Gelet op het voorgaande is het beroep gegrond. De toepassing van de vrijheidsontnemende maatregel is onrechtmatig sedert 11 april 2000, het tijdstip waarop de vreemdeling uiterlijk op grond van artikel 82 Vb had dienen te worden
gehoord. De bewaring zal worden opgeheven met ingang van 2 mei 2000. Nu het bovenstaande reeds tot opheffing van de bewaring leidt, behoeft hetgeen overigens namens de vreemdeling naar voren is gebracht geen bespreking meer.
Omtrent het verzoek om schadevergoeding zal bij afzonderlijke uitspraak worden beslist.
In dit geval ziet de rechtbank aanleiding verweerder met toepassing
van artikel 8:75, eerste lid, Awb te veroordelen in de door de vreemdeling gemaakte proceskosten, zulks met inachtneming van het Besluit proceskosten bestuursrecht. De kosten zijn op voet van het bepaalde in het bovengenoemde
Besluit vastgesteld op f 1.420,-- (1 punt voor het beroepschrift en 1 punt voor het verschijnen ter zitting, wegingsfactor 1). Aangezien ten behoeve van de vreemdeling een toevoeging is verleend krachtens de Wet op de
rechtsbijstand, dient ingevolge het tweede lid van artikel 8:75 Awb de betaling van dit bedrag te geschieden aan de griffier.
3. Beslissing
De rechtbank:
verklaart het beroep gegrond en beveelt de opheffing van de maatregel van bewaring ex artikel 26 Vw met ingang van 2 mei 2000;
veroordeelt verweerder in de proceskosten ad f 1420,-- onder aanwijzing van de Staat der Nederlanden als rechtspersoon die deze kosten aan de griffier van deze rechtbank, nevenzittingsplaats Haarlem, moet voldoen.

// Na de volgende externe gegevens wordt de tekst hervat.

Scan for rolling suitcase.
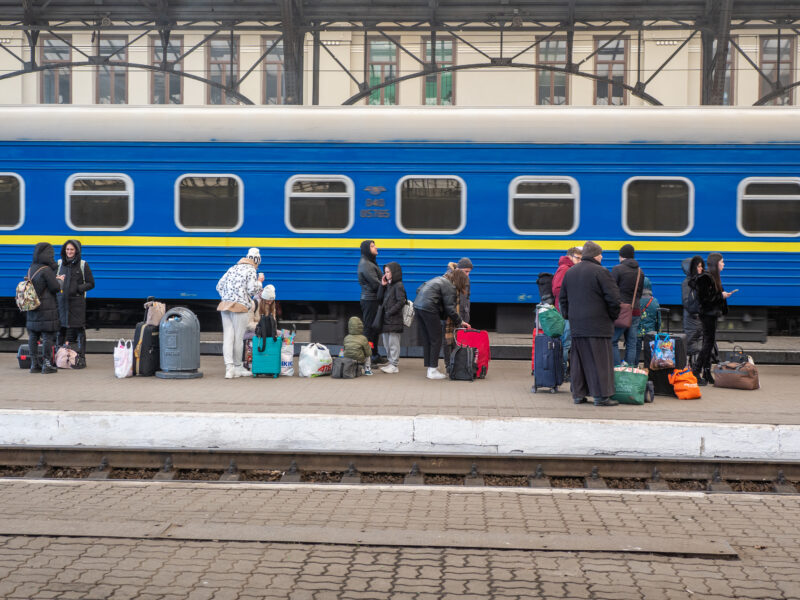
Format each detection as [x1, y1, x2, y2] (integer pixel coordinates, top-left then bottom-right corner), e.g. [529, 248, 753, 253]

Deze uitspraak is gedaan door mr H.C. Greeuw, lid van de enkelvoudige kamer voor vreemdelingenzaken in tegenwoordigheid van mr L. Meulman als griffier en in het openbaar uitgesproken op
2 mei 2000, in tegenwoordigheid van de griffier.
afschrift verzonden op: 11 mei 2000
RECHTSMIDDEL
Tegen deze uitspraak staat geen gewoon rechtsmiddel open.